If you change the test to not reset the length (when count == 2) and use a mv instead of a copy, things run along fine (still reading 0s). I'm not sure changing the length there is a valid state since mmap is with the original length.

[pbchou]

The test resets the length in case the new DB is larger than the old one, and there are pointers to the regions of the file which are larger than the old file. It turns out the look-up function in the MaxMind libraries do have a pointer vs size check so it should result in a return of "corrupted database" rather than causing a segmentation fault. I assume this mv-vs-cp method works because the mmap is anchored to the disk contents rather than the file. Is there an issue with possible over-write of the disk contents after the disk sectors are freed when the original DB is replaced (perhaps old file needs to be kept with a dummy *.old file name)?

[oschwald]

On unix systems, when you atomically replace a file (or use rm for that matter), the file is merely unlinked. The space associated with the file is not freed until all open file handles are closed. There is no need to keep it with a dummy name. See rename(2) and unlink(2).

[jrushford]

Before the database is opened with MMDB_open(), why not first copy the database file as possibly a hidden file and then MMDB_open() and get a file handle to the copy.
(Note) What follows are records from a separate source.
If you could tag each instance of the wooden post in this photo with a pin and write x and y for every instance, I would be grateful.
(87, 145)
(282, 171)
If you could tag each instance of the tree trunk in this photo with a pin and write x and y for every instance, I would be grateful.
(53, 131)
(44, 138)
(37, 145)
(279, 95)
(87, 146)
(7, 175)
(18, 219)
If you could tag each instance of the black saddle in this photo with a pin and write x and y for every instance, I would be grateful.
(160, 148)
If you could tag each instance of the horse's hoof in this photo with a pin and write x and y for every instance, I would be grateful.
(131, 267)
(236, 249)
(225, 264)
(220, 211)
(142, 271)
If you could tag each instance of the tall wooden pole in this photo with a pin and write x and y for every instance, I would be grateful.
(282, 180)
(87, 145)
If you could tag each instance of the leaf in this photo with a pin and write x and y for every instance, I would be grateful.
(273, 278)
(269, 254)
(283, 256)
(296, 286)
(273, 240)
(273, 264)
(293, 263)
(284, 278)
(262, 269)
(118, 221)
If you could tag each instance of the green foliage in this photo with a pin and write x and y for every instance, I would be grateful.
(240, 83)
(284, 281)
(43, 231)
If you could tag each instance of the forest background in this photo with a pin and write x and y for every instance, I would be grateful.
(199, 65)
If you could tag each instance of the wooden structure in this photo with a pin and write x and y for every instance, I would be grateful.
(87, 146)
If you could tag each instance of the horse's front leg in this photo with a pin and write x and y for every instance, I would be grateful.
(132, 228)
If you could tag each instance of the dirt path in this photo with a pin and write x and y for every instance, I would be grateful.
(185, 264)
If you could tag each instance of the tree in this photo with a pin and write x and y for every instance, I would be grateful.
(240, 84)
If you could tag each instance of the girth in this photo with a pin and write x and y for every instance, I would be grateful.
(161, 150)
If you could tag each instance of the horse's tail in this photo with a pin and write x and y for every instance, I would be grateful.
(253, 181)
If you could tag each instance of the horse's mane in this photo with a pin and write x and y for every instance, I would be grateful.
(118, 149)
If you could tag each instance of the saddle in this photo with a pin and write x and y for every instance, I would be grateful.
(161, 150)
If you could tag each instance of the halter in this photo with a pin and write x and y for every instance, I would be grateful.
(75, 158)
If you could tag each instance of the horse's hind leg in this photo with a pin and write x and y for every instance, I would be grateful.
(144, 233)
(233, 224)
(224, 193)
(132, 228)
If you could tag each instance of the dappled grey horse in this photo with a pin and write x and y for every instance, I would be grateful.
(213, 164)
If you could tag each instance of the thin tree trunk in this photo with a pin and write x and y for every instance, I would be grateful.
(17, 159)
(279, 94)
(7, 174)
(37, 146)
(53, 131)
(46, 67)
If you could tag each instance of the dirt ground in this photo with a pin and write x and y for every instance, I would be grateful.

Any changes to the configured database file would not affect ATS but, the plugin could notice the change to the configured filename and make another copy, use MMDB_open() to get a 2nd file handle to the new copy. When it is determined safe to do so, swap the the active file handle with the new file handle and MMDB_close the old file handle. Maybe using a smart pointer to the active file handle or a mutex in order to swap file handles.

[ezelkow1]

So some feedback from us now that we've started deploying this plugin. Yes doing a copy is an issue, but doing the mv should be atomic. In my testing while using the maxmind plugin, doing a move of a temporary file on top of the existing one allowed ATS to continue using its old copy until a reload is issued and the plugin is reloaded and picks up the new file from disk

Thats at least to how it relates to the ats maxmind plugin

[bryancall]

If this is still an issue please reopen.